Breen v Williams (1996) 186 CLR 71
The plaintiff, Mrs Breen, sought access to her medical records held by her doctor, Dr Williams, following treatment for breast implants. She argued that the doctor-patient relationship gave rise to fiduciary duties that obliged the doctor to provide her with access to those records. The doctor refused access, and Mrs Breen commenced proceedings to compel disclosure.
1. Whether the doctor-patient relationship is a fiduciary relationship. 2. Whether fiduciary duties, if arising, could impose a positive obligation on a doctor to grant a patient access to medical records. 3. Whether Australian law should follow the Canadian approach in recognising a fiduciary duty of disclosure in the doctor-patient context.
The High Court held unanimously that, even if the doctor-patient relationship could give rise to fiduciary obligations in certain respects, fiduciary duties are proscriptive in nature and cannot impose positive obligations on a fiduciary to act for the benefit of the beneficiary. Accordingly, no fiduciary duty obliged Dr Williams to grant Mrs Breen access to her medical records.
Fiduciary duties are proscriptive, not prescriptive: they operate to restrain a fiduciary from acting in a manner that is contrary to the interests of the beneficiary (particularly by prohibiting conflicts of interest and unauthorised profits), but they do not impose positive obligations requiring the fiduciary to confer a benefit or take affirmative action for the beneficiary's advantage.
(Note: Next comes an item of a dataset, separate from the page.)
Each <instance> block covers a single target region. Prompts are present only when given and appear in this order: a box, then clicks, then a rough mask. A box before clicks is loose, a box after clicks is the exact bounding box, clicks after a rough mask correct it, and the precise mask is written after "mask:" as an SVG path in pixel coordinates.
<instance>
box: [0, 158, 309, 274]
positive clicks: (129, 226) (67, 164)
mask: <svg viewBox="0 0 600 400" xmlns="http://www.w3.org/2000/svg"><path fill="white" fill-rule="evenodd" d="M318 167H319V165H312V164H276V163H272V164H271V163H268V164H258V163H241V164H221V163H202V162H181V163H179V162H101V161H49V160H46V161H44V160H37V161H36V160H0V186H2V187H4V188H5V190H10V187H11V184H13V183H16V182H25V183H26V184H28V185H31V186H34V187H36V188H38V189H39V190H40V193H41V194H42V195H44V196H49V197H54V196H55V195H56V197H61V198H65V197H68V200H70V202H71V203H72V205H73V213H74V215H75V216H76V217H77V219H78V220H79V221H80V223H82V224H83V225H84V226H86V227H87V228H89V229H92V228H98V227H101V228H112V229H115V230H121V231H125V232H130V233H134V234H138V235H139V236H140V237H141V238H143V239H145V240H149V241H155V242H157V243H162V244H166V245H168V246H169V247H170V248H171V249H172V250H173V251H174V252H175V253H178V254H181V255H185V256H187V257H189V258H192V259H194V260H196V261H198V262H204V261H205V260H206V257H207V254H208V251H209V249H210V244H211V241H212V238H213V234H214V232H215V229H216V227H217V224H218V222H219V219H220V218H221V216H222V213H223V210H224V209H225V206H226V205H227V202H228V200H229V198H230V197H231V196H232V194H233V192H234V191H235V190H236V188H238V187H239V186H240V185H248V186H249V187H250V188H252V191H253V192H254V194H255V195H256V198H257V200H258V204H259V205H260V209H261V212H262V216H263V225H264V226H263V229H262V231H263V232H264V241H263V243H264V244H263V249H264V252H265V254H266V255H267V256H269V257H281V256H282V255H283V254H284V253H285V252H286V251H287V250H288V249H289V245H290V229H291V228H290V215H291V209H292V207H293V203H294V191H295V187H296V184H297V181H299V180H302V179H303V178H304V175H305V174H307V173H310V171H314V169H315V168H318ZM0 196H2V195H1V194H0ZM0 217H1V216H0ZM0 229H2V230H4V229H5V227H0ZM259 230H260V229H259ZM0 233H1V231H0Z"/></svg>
Several members of the Court expressed reservations about the wholesale importation of Canadian fiduciary doctrine into Australian law, warning against the expansion of fiduciary principles beyond their traditional scope. The Court also observed that rights of access to medical records are properly a matter for legislation rather than equitable intervention, and that the existence of concurrent contractual or tortious obligations does not, of itself, attract fiduciary characterisation.
Breen v Williams is the leading Australian authority on the proscriptive nature of fiduciary duties and is routinely cited to resist attempts to use fiduciary law as a vehicle for imposing positive obligations. It firmly distinguishes Australian equity from the broader, prescriptive approach adopted in Canadian jurisprudence, and confines the operation of fiduciary doctrine to its traditional prophylactic function.